When I thought the story was over, Jim started to cry all over again.
And he said:
“After the plane landed, we were getting our bags down from the overhead compartment. I pulled my card out of my briefcase and I handed it to him. And I told him, you're likely not going to believe your forgiveness tomorrow, or the next day, or a week from now. When you stop having faith in it, call me and I'll bear witness to you all over again. I'll keep on doing it until you do, you really do trust and believe it.”
And then Jim laughed a big deep laugh and he said:
“Wouldn't you know it? He called me every day, every day, just to hear me declare the forgiveness of the gospel. It got to be he couldn't live without it. And I bore witness to it, to him every day, right up to the day he died.”
And then he said, and he paused before adding through his tears:
“I called him every day with it because I wanted the last words he heard in this life to be the first words he would hear Jesus himself say to him in the next life.”
That's proclamation.
That’s first person discourse.
That’s the absurd speech licensed by the Holy Spirit of God.
That’s a sermon that would not be a sermon without an I in some sentences.
In an old short piece for the Expository Times entitled “The Best Protein Diet,” Fleming Rutledge recalls:
“When I was in Edinburgh last spring, I was attracted to a church tucked back on a side street. It had a little home-made sign out front for Eastertide that said ‘Jesus is alive!’ That little sign drew me in because it proclaimed a living God.”
I know that Jesus is alive.
I know that Christ is risen indeed in no small part because I have heard him speak through Fleming Rutledge. In profound gratitude for the ways she has sustained me not only in ministry but in illness, I want to end with some sentences that have I as the subject.
Fleming—
In the name of Jesus Christ, by his authority alone and on the basis of his gospel, I promise you.
I promise you that your words have not returned empty.
I promise you that your words have worked what they said.
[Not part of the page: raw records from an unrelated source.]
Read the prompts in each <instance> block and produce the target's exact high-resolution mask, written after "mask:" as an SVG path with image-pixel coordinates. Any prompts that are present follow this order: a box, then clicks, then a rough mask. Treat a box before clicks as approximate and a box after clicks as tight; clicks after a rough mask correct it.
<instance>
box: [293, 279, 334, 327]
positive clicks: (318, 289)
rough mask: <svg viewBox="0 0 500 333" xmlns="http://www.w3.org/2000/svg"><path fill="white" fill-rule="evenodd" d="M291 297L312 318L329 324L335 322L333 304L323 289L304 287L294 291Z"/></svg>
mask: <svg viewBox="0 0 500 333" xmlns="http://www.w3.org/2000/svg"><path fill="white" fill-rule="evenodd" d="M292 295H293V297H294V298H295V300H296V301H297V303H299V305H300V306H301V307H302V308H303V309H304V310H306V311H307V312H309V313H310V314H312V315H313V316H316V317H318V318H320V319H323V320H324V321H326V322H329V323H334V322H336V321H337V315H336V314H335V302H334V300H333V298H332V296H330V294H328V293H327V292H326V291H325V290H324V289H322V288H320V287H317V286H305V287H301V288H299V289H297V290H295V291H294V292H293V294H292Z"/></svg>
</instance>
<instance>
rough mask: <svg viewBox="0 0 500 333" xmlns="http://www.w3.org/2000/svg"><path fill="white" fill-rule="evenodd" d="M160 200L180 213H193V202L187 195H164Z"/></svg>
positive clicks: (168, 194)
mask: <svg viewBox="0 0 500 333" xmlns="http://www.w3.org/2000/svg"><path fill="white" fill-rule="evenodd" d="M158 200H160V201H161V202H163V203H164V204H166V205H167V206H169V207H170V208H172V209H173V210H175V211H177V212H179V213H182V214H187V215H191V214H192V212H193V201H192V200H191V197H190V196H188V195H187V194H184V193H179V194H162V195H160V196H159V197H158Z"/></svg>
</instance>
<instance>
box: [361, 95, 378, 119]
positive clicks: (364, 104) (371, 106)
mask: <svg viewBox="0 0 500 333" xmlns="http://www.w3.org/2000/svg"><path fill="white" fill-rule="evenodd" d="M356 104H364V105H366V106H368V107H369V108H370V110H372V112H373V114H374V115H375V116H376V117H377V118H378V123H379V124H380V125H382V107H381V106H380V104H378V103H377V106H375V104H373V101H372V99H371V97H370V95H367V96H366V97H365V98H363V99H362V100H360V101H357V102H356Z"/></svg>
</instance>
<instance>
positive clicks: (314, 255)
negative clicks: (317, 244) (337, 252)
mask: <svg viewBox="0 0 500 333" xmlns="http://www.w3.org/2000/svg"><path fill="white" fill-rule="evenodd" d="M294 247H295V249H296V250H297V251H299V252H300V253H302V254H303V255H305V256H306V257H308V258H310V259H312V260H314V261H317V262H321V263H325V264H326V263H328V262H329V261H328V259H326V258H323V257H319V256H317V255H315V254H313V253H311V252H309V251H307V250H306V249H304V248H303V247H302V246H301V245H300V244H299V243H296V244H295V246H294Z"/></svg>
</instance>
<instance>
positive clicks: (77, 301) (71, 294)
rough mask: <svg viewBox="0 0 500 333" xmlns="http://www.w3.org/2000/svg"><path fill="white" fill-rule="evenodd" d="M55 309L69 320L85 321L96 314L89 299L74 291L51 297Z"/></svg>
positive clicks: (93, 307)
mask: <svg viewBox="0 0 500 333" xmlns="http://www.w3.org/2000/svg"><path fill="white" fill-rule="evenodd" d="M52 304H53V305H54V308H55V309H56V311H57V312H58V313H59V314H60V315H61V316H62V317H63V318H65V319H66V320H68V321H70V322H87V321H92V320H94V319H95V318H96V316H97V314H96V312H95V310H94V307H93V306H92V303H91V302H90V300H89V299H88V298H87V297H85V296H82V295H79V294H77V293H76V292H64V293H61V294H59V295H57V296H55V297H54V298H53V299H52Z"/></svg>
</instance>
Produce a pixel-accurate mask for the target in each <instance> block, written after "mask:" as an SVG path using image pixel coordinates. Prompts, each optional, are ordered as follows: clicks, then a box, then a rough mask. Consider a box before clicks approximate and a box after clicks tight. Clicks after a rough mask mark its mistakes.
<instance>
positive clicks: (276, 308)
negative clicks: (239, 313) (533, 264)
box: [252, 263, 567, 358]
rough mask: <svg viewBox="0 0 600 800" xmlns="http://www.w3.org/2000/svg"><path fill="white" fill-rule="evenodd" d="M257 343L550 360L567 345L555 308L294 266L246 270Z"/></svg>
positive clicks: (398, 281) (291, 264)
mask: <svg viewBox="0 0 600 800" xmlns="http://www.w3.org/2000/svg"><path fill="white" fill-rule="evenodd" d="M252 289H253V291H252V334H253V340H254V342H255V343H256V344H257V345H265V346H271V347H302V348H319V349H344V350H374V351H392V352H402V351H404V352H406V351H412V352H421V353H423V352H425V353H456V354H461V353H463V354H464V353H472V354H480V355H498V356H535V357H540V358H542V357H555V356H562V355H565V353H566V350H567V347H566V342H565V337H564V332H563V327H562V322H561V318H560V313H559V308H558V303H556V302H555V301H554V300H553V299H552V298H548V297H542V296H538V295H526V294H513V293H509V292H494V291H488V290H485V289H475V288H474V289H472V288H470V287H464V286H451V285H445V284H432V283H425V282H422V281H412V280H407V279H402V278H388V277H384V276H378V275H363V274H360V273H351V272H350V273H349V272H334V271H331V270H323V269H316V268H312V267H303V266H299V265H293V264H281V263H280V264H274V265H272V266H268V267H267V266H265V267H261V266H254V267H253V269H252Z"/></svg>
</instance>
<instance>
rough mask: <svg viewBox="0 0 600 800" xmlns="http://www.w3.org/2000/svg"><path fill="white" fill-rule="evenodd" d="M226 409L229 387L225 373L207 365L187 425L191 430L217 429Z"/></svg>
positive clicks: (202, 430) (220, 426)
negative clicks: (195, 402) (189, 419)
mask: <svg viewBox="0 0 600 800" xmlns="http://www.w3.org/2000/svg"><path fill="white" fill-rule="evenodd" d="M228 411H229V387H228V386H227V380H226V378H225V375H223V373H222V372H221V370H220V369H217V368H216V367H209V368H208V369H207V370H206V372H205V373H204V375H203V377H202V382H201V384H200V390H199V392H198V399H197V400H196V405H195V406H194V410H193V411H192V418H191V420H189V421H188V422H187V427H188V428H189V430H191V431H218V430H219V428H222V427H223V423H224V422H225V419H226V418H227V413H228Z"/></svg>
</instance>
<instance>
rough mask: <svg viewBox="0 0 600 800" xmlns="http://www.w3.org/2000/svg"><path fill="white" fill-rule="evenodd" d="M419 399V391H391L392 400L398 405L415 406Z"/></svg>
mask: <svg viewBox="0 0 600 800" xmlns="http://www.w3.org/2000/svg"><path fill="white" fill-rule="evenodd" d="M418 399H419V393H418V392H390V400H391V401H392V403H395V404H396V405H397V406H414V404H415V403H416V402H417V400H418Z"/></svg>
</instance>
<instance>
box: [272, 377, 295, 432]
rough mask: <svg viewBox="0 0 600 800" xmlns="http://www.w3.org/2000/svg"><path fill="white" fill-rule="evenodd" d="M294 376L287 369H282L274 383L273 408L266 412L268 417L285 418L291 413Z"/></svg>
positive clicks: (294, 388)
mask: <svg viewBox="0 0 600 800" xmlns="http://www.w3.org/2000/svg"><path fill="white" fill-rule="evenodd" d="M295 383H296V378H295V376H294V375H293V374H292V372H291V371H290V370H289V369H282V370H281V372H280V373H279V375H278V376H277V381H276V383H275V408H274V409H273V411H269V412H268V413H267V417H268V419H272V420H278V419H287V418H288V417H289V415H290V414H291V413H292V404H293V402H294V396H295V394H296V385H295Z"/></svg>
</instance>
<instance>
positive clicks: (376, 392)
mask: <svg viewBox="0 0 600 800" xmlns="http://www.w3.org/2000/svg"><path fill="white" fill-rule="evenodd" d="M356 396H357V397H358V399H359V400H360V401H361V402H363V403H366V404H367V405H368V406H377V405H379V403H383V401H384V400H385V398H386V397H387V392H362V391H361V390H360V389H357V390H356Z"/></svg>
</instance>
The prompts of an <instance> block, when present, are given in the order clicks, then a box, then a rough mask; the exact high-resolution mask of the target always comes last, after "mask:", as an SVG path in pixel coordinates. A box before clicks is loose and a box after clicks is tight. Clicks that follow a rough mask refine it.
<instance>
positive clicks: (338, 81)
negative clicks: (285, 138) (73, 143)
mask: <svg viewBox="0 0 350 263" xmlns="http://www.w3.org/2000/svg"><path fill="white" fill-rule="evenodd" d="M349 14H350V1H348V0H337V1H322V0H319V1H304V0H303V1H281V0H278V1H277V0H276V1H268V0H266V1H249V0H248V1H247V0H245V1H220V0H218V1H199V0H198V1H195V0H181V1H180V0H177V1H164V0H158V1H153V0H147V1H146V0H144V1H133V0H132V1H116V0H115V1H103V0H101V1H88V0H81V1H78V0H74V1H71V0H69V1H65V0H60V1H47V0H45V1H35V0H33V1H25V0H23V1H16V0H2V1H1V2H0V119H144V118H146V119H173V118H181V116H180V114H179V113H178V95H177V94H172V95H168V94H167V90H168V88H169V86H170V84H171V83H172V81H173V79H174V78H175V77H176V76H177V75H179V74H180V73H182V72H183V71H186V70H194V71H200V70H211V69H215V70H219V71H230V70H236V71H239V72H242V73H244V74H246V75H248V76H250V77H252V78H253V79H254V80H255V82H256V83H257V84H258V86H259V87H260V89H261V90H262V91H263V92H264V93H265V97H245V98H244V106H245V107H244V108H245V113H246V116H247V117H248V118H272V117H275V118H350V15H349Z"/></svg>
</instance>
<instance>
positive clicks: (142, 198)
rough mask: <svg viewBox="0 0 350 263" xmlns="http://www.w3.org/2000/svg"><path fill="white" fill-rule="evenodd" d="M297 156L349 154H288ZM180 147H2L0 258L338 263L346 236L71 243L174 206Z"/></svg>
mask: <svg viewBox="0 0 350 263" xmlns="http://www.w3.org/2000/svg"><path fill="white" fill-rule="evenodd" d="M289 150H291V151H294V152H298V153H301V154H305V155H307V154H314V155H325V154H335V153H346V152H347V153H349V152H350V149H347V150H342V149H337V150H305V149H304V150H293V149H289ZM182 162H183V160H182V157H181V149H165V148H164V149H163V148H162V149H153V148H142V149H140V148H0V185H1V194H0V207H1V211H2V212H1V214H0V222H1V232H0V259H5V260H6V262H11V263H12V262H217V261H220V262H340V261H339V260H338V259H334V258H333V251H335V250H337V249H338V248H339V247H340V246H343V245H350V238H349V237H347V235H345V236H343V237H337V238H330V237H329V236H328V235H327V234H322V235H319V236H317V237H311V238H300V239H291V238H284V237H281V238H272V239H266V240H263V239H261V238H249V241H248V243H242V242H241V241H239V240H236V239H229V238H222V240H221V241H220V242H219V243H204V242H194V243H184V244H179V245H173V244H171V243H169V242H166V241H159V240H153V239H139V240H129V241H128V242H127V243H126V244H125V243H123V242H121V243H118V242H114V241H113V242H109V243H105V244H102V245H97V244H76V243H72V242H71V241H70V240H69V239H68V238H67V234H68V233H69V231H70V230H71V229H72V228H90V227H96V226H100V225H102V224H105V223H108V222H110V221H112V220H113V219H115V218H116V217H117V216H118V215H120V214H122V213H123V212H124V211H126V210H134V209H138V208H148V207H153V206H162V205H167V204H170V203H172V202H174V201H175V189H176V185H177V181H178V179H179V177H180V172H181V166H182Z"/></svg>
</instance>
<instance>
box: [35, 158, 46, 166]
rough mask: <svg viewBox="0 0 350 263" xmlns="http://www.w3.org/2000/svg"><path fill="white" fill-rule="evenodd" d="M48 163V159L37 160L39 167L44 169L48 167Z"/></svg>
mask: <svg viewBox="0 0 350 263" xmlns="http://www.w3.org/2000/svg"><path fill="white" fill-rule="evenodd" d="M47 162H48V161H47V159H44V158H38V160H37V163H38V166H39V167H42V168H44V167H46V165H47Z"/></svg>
I promise you that all the evils and injustices you have studiously chronicled in your work will be rectified— God will make a way out of no way.
I promise you that the Prince of Lies, with whom you have forced us to reckon in our preaching, will finally be vanquished.
I promise you that though your grandchildren have not found the faith like you have hoped, they are not lost to the LORD but are known and loved.
I promise you that all your sins are forgiven.
I promise you that the One who will heal the nations will also heal the memory of your beloved husband, Dick.
And all of you who love Fleming Rutledge, I promise what only God can promise— in the New Creation, you will have yet more time with her. The One whom we have heard speak through her— you will, in the fullness of time, see face-to-face.